Is 50, 4-7; Phil 2, 6-11; Mt 26, 14 à 27, 66.
C’est sans doute dans la première lecture qu’il nous faut chercher la clé du message que nous adresse le Seigneur, au début de cette Semaine Sainte. En effet, le prophète Isaïe nous ouvre des perspectives étonnantes quand il affirme, dans le chant du serviteur:
« Dieu m’a donné le langage d’un homme qui se laisse instruire, pour que je sache à mon tour réconforter celui qui n’en peut plus ».
Lequel d’entre nous, à un moment de sa vie, n’a en effet vécu l’expérience terrible de se retrouver au bord du gouffre, prêt à glisser dans l’abîme. Et, dans ces moments douloureux où la tristesse, la souffrance, la trahison et la mort semblent vouloir submerger tout notre être, il a fallu la poigne d’un ami, la tendresse d’un frère, la solidité d’un père, pour pouvoir simplement survivre, avant de retrouver le goût de vivre. Quelle grâce de trouver à nos côtés, en ces moments là, quelqu’un qui « sache réconforter celui qui n’en peut plus », quelqu’un qui puisse accompagner notre descente et nous retenir, parce qu’il était déjà passé par là.
C’est à cette expérience humaine si universelle, si profonde, que le prophète fait allusion quand il nous décrit la figure du serviteur, ce serviteur souffrant qui annonce déjà la route que Jésus va suivre, du jardin des oliviers à la montagne du Golgotha. Mais, comme l’annonce la première phrase de l’oracle, cette expérience de mort, ce passage par l’abîme et par la croix n’est pas une impasse, une fin, un échec. Si Jésus passe par la Passion et par la mort, c’est pour nous entraîner à sa suite, dans son sillage, vers la vie.
« Je suis la Résurrection et la vie », dira-t-il en effet à la soeur de Lazare qui pleure la mort de son frère. « Je suis la voie, la vérité et la vie » affirmera-t-il à ses disciples qui hésitent encore à le suivre. Si Jésus descend dans l’abîme de la souffrance humaine, s’il se laisse engloutir par l’angoisse jusqu’à verser des larmes de sang, s’il souffre de l’abandon et de la solitude, c’est pour nous ouvrir un passage vers la joie, vers cette joie que Dieu seul peut donner, et qui ne peut venir des artifices humains.

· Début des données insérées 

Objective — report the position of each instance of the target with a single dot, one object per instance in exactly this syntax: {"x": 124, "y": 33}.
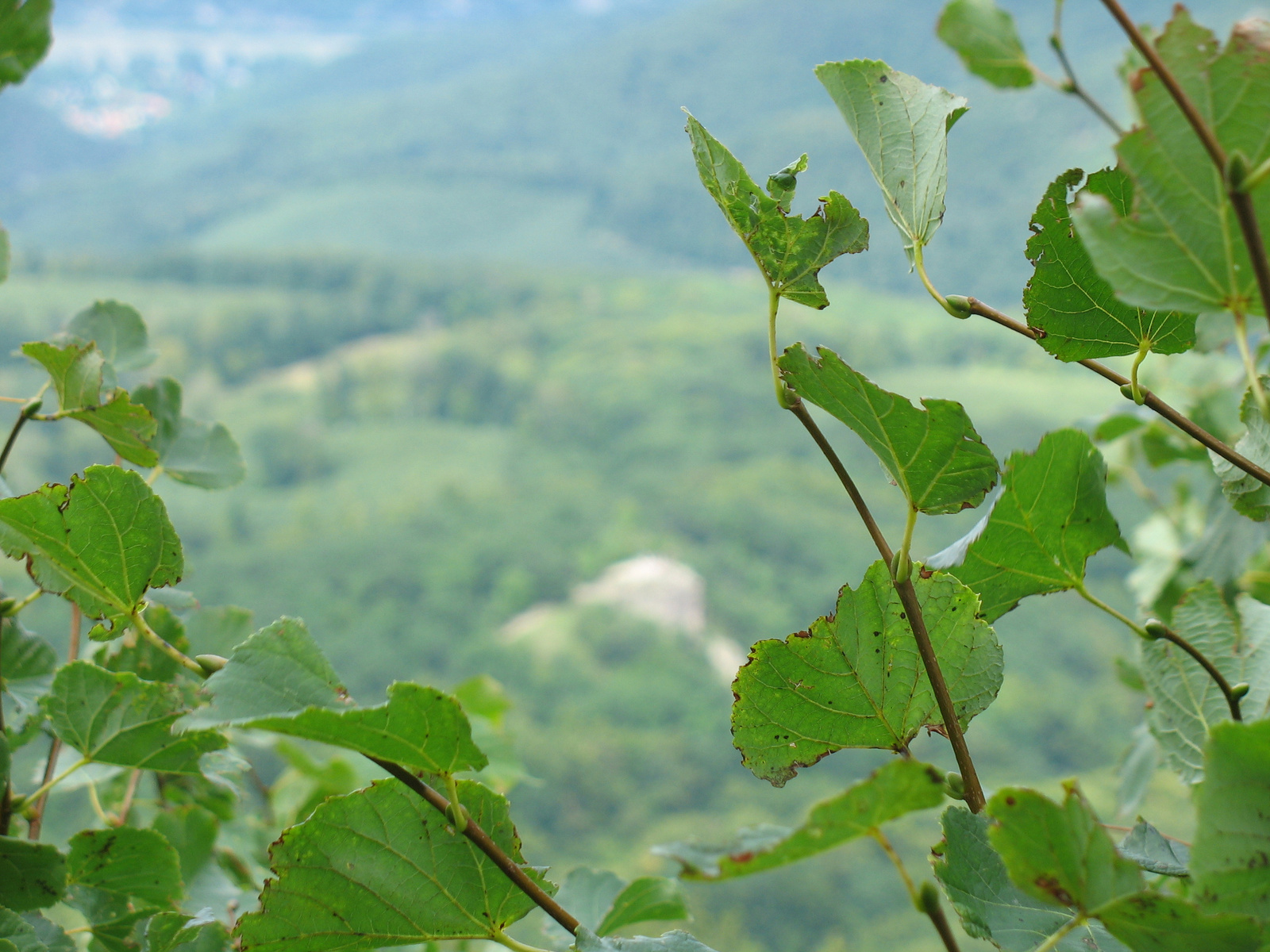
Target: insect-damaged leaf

A cette joie véritable, qui nous vient d’en haut et ne passe pas, le dimanche des Rameaux oppose cette autre joie, toute d’artifices et d’apparences, que déploie cette foule bigarrée lors de l’entrée de Jésus dans Jérusalem. Jésus n’en est guère ému ni troublé. Il sait que ces enthousiasmes là sont de courte durée. Il sait que ceux qui l’acclament aujourd’hui seront les mêmes qui réclameront demain sa mort. Sic transit gloria mundi! Ainsi passe la gloire de ce monde. Sa gloire à lui, c’est celle qu’il reçoit de son Père! Une gloire qui ne passera jamais.